Caudal provides a continuously evolving “attention signal” derived from real interactions. Agents send events. Caudal learns which entities and relationships are currently important, and naturally forgets what is no longer relevant.

No prompts. No fine‑tuning. No heuristics.

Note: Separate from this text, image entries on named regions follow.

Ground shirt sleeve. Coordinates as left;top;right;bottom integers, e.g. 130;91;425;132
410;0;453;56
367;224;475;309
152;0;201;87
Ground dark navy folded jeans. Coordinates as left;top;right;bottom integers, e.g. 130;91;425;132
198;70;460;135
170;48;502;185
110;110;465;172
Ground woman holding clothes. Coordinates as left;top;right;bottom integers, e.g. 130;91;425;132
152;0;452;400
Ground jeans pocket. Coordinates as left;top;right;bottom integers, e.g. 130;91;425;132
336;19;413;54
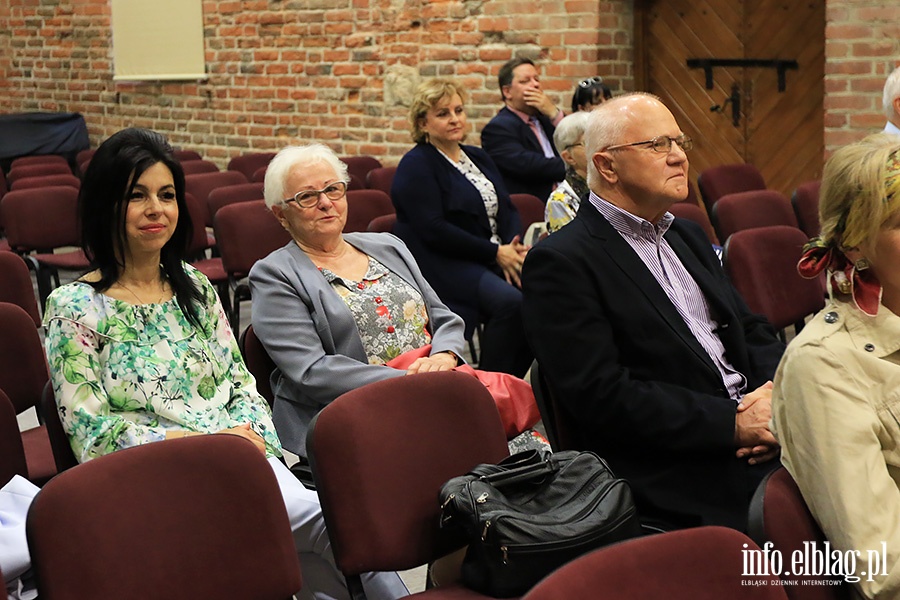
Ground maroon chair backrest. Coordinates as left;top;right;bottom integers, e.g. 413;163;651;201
9;154;71;172
697;164;766;214
213;200;291;277
341;154;381;181
791;179;822;238
366;213;397;233
228;152;275;181
0;302;50;414
364;167;397;196
6;163;72;186
344;190;394;233
0;186;81;251
181;159;219;176
184;192;209;256
748;467;851;600
206;181;265;227
712;190;797;240
522;527;787;600
172;150;203;162
10;173;81;190
26;435;301;600
306;371;509;575
184;171;249;224
722;225;825;330
0;252;41;327
509;194;544;235
240;325;275;407
669;200;719;246
0;389;28;487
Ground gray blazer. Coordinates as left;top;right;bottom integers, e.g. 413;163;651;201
250;233;465;456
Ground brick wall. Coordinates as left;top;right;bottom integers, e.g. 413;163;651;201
0;0;900;167
825;0;900;150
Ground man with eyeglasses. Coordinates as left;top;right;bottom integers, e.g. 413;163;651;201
522;93;784;530
481;58;566;202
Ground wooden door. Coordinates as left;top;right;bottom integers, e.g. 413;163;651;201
635;0;825;195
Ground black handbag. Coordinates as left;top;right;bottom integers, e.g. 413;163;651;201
440;450;641;598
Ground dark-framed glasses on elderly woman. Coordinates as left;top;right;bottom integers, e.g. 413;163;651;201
601;133;694;152
284;181;347;208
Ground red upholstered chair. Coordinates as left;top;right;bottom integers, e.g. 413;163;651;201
228;152;275;181
364;167;397;196
9;154;71;172
748;467;851;600
697;164;766;215
306;371;508;600
238;325;275;406
0;252;41;327
0;390;28;487
523;527;787;600
26;435;301;600
181;159;219;175
172;150;202;162
206;181;265;227
6;163;72;189
669;200;719;246
791;179;822;238
213;200;291;331
11;173;81;190
344;190;394;233
723;225;825;338
0;302;57;485
509;194;544;239
0;186;89;306
341;154;381;182
712;190;797;240
366;213;397;233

Just behavior → relevance.

Documentation: caudal-labs.com


What Caudal is

Caudal is not:

  • a database
  • a vector store
  • a conversation history

It is a new layer:

System Answers
SQL / Graph DB What is true?
Vector DB What is similar?
LLM What can I reason about?
Caudal What should I focus on now?

Caudal stores interaction traces and continuously computes a ranked relevance field with built‑in forgetting.


Quickstart (Docker)

# 1) start dependencies (Postgres) + Caudal
cd docker
docker compose up -d

# 2) check health
curl http://localhost:8080/actuator/health

Default dev mode allows requests without auth when AUTH_DISABLED=true.


How an agent uses Caudal

An agent uses Caudal in two simple steps:

1) Write: emit events while working

Whenever the agent observes meaningful activity, it sends events:

  • user mentions a topic
  • a tool is used
  • a document is retrieved
  • a task succeeds or fails
curl -X POST http://localhost:8080/api/v1/events \
  -H "Authorization: Bearer <api_key>" \
  -H "Content-Type: application/json" \
  -d '{
    "space": "user:123",
    "events": [
      {
        "timestamp": "2026-02-28T10:05:12Z",
        "src": "user:123",
        "dst": "topic:car-buying",
        "type": "chat",
        "intensity": 2.0
      },
      {
        "timestamp": "2026-02-28T10:05:30Z",
        "src": "agent:planner",
        "dst": "tool:car-comparison",
        "type": "tool_use",
        "intensity": 1.0
      }
    ]
  }'

Caudal interprets these as signals of attention, not facts.

2) Read: ask what matters now

Before deciding what to do next, the agent queries Caudal:

curl "http://localhost:8080/api/v1/focus?space=user:123&k=5" \
  -H "Authorization: Bearer <api_key>"
{
  "asOf": "2026-02-28T10:06:00Z",
  "items": [
    { "id": "topic:car-buying", "score": 0.83 },
    { "id": "topic:stroller", "score": 0.61 },
    { "id": "topic:cycling", "score": 0.22 }
  ]
}

The agent now knows what to prioritize in:

  • conversation
  • planning
  • tool selection
  • retrieval

3) Follow associations

Agents can also explore what is likely to come next:

curl "http://localhost:8080/api/v1/next?space=user:123&src=topic:car-buying&k=5" \
  -H "Authorization: Bearer <api_key>"
{
  "asOf": "2026-02-28T10:06:00Z",
  "items": [
    { "id": "user:123", "score": 0.83 },
    { "id": "tool:car-comparison", "score": 0.45 },
    { "id": "topic:stroller", "score": 0.12 }
  ]
}

This enables recommendations, coherent planning, and contextual tool use.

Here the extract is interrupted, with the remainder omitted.